The geometric mean \(\displaystyle G\) of \(\displaystyle n\) positive real numbers \(\displaystyle x_1,\ldots, x_n\) is defined by the formula \(\displaystyle G=(x_1x_2\ldots x_n)^{1/n}\).

Let \(\displaystyle p\) and \(\displaystyle q\) be integers, \(\displaystyle q<0<p\). From part (a) deduce that \(\displaystyle M_q<G<M_p\) when \(\displaystyle x_1,x_2,\ldots, x_n\) are not all equal.

(Part (a) was to show that \(\displaystyle G\leq M_1\) and that \(\displaystyle G=M_1\) only when \(\displaystyle x_1=x_2=\ldots =x_n\). I.e., the AM-GM inequality.)

Generalized mean - Wikipedia, the free encyclopedia

Wikipedia mentions it is proved using Jensen's inequality, and all the proofs I have found have used this. But since this comes from the opening of Apostol's book, where calculus has not been developed, I'm wondering if there is a non-calculus way of proving this. Does anyone have any ideas?

Hi Ragnarok,

To prove the result, we must show that $G < M_p$ and $G > M_q$ when $x_1\ldots,x_n$ are not all equal. For definiteness, I'll let

\(\displaystyle G(a_1,...,a_n) := (a_1\cdots a_n)^{\frac{1}{n}}\) and \(\displaystyle M_r(a_1,...,a_n) := \left(\frac{a_1^r + \cdots + a_n^r}{n}\right)^{\frac{1}{r}},\)

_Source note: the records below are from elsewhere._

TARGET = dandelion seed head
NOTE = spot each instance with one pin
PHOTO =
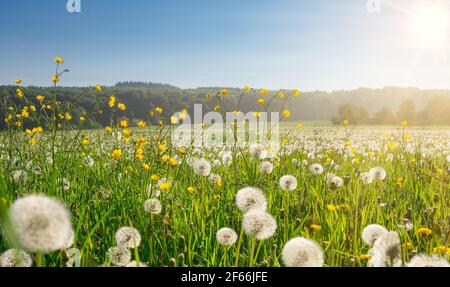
(202, 167)
(15, 258)
(386, 251)
(249, 198)
(259, 224)
(119, 255)
(226, 236)
(40, 223)
(19, 176)
(372, 232)
(366, 177)
(266, 167)
(302, 252)
(288, 183)
(153, 206)
(128, 237)
(316, 169)
(258, 151)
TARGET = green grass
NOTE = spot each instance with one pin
(185, 231)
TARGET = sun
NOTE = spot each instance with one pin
(430, 23)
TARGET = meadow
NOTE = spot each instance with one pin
(330, 196)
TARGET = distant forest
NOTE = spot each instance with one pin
(361, 106)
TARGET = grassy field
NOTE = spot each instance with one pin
(104, 193)
(124, 196)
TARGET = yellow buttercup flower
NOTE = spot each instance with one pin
(59, 60)
(408, 245)
(68, 117)
(165, 186)
(19, 93)
(112, 101)
(316, 227)
(121, 106)
(162, 148)
(424, 231)
(123, 124)
(55, 79)
(331, 207)
(142, 124)
(364, 257)
(173, 161)
(127, 132)
(224, 92)
(117, 154)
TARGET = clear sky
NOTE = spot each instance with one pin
(320, 44)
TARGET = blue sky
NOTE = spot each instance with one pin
(311, 45)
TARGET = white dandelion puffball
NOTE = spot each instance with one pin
(65, 184)
(249, 198)
(366, 178)
(316, 169)
(288, 183)
(372, 232)
(153, 206)
(337, 181)
(259, 224)
(258, 151)
(266, 167)
(69, 240)
(135, 264)
(119, 256)
(226, 236)
(128, 237)
(15, 258)
(378, 173)
(302, 252)
(422, 260)
(202, 167)
(227, 159)
(153, 191)
(386, 251)
(40, 223)
(88, 161)
(19, 176)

for all n-tuples $(a_1,\ldots a_n)$ of positive real numbers. Then

\(\displaystyle [G(x_1,\ldots,x_n)]^p = G(x_1^p,\ldots, x_n^p) < M_1(x_1^p,\ldots,x_n^p) = [M_p(x_1,\ldots,x_n)]^p,\)

where the first inequality follows from part (a) and the fact that $x_1^p,\ldots,x_n^p$ are not all equal. Hence, taking $p^{th}$-roots,

\(\displaystyle G(x_1,\ldots,x_n) < M_p(x_1,\ldots,x_n),\)

or $G < M_p$. To prove $G > M_q$, we use a similar argument:

\(\displaystyle [G(x_1,\ldots,x_n)]^q = G(x_1^q,\ldots,x_n^q) < M_1(x_1^q,\ldots,x_n^q) = [M_q(x_1,...,x_n)]^q.\)

The strict inequality is due to part (a) and the fact that $x_1^q,\ldots, x_n^q$ are not all equal. Since $-q > 0$, we take $(-q)^{th}$ roots and then reciprocate to obtain

\(\displaystyle G(x_1,\ldots,x_n) > M_q(x_1,...,x_n),\)

i.e., $G > M_q$.

 

[Ragnarok7]

Thank you so much Euge! That is a great proof and I didn't think it could be so simple!

I just realized that I forgot to define \(\displaystyle M_p\). I'll do it now just for completeness. If \(\displaystyle p\) is a nonzero integer, then the \(\displaystyle p\)th-power mean of \(\displaystyle n\) positive real numbers \(\displaystyle x_1,x_2,\ldots, x_n\) is \(\displaystyle M_p=\left(\frac{x_1^p\ldots +x_n^p}{n}\right)^{1/p}\).